Malaysian upscale supermarket chain

Jaya Grocer is a Malaysian upscale supermarket chain. As of 2024, it operates 50 stores in Peninsular Malaysia. In 2021, Grab purchased the company.

== History ==
The Jaya Grocer supermarket chain was founded in 2007 by the Teng family, aiming to establish a premium supermarket brand. The family previously founded the Teng Minimarket Centre in Bangsar and the Giant supermarket chain before selling both retailers to Hong Kong–based DFI Retail Group. AIGF Advisors, a private equity investor, acquired a 45% stake in Jaya Grocer in 2016 after investing in the chain in 2016. Teng Yew Huat owned the remaining 55% of the company. The Teng family bought back AIGF's stake in 2021.

=== Acquisition by Grab ===
In December 2021, Jaya Grocer became a subsidiary of Grab, a Singaporean technology company, following its acquisition of the supermarket chain from the Teng family seventeen days after the family's buyback of AIGF's stake. Grab CEO and co-founder Anthony Tan said that the acquisition would allow the company to deliver on-demand groceries to customers faster. Victor Chua, managing partner of Kuala Lumpur–based venture capital firm Vynn Capital, described the Grab acquisition as a "strategic move" by allowing Grab to strengthen its supply chain and expand its business to encompass offline operations.
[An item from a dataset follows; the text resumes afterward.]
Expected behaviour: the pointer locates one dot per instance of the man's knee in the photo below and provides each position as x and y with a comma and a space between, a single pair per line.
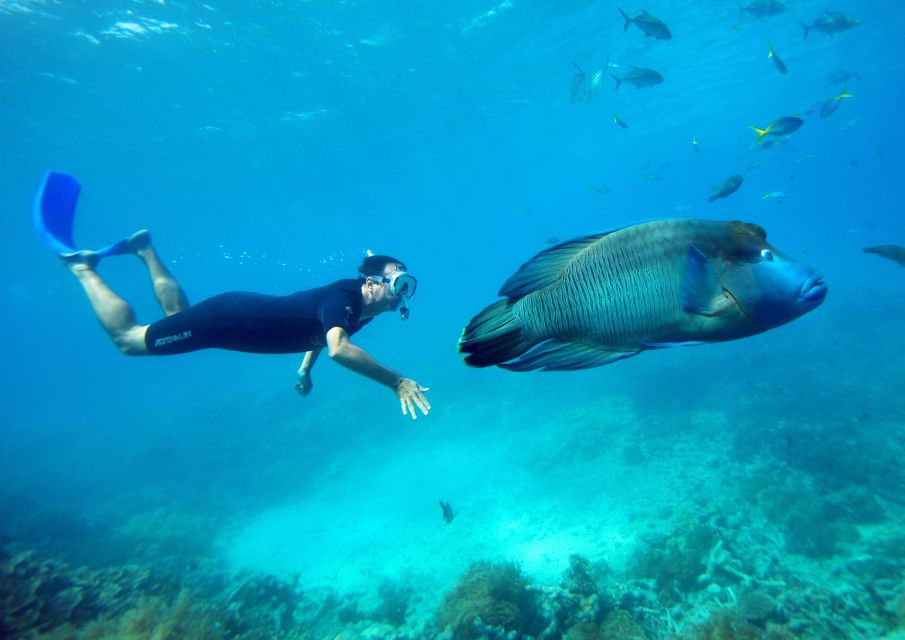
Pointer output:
132, 341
In September 2025, Jaya Grocer announced its investment of RM100 million for its a new 250,000 square feet advanced warehouse facility in Petaling Jaya, Selangor. The new facility would be the first automated warehouse for grocery retail sector in Malaysia, which is envisaged to transform its supply chain efficiency create higher-skilled technology-driven roles. Features would include Automated Storage and Retrieval Systems (ASRS), robotic shuttles, conveyors, and sort systems, that is expected to automate more than 80% of the facility's storage operations.